Last week was Grove City’s Christian Writers Conference on George Herbert. My dad came and spoke and there was a poetry liturgy and I gave a paper and there was a banquet and my brother George sequestered himself and his laptop in a thousand different corners. It was a wonderful time and I am grateful to have had it. There were lots of careful words on truth and beauty, and one cannot have that much goodness poured into ones head without it getting stuck there.

But I don’t know if I’m going to get anything worthwhile out onto the page tonight. We have our windows open, because the air is warm and soft at last. I just got back from the last “Conversation on the Virtues” I’ll be going to with my Classical Ed class.
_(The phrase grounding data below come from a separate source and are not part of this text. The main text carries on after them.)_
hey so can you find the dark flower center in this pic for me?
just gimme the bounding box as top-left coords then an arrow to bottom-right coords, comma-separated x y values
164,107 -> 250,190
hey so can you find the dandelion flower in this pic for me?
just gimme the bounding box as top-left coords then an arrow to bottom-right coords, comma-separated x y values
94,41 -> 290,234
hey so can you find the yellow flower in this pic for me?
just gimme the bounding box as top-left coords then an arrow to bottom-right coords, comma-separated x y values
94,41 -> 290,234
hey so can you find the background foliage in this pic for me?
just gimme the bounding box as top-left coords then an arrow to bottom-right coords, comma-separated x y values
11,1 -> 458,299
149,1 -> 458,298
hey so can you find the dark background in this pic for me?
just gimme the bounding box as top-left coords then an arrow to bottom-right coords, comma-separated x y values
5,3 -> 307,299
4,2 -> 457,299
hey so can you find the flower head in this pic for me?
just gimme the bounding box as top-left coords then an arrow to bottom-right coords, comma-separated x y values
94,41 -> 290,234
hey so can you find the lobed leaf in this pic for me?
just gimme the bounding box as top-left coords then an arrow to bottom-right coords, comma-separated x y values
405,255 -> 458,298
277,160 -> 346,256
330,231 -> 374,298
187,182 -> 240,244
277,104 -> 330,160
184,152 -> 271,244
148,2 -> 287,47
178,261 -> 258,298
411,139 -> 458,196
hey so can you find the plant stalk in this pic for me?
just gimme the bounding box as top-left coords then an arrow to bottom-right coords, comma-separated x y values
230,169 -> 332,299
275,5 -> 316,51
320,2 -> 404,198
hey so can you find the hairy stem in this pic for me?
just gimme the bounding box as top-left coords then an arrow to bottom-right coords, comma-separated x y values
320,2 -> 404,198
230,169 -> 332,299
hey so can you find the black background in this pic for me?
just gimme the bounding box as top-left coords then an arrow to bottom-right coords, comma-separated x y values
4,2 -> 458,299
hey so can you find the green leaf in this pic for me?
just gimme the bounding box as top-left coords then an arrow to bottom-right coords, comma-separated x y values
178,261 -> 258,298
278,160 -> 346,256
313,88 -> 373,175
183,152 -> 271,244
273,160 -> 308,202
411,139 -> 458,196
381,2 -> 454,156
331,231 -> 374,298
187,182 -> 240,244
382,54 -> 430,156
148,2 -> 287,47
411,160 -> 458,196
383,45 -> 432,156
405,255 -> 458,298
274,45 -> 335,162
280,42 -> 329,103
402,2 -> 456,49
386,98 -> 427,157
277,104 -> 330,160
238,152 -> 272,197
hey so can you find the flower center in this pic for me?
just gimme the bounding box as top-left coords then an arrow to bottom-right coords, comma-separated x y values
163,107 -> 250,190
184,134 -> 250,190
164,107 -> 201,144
This semester with them has been a tiring, tense, funny, and sweet adventure. I think the world of them, as evidenced by the gratuitous number of hours Megan and I spent making them sugar cookies last week. I’m looking forward to a long summer and a fall semester with a fiction writing independent study, but I will miss these people.

I have plenty of friends who are very dear to me, but I am usually best one-on-one. Yet, these kids (or nearly-men-and-women, if you will) are my favorite when we are together, when we are not myself and himself and herself and yourself, but ourselves, sighing and insinuating and reading and asking and contradicting. Actually, at the risk of sounding like I’ve learned precisely what I was supposed to, I’d say we’re learning the awe of neighborliness. I do not know which of us began Samaritans, and which began Jews (or perhaps I do, but I’ll never tell), but I know I have been humbled by unexpected friendships. As Lewis says in The Four Loves, “Who could have deserved it?” Not I.

But this marvelous spread of good company is what has been offered me, so as my friend George Herbert and more importantly, my God, would require, I will not delay, but “sit and eat.”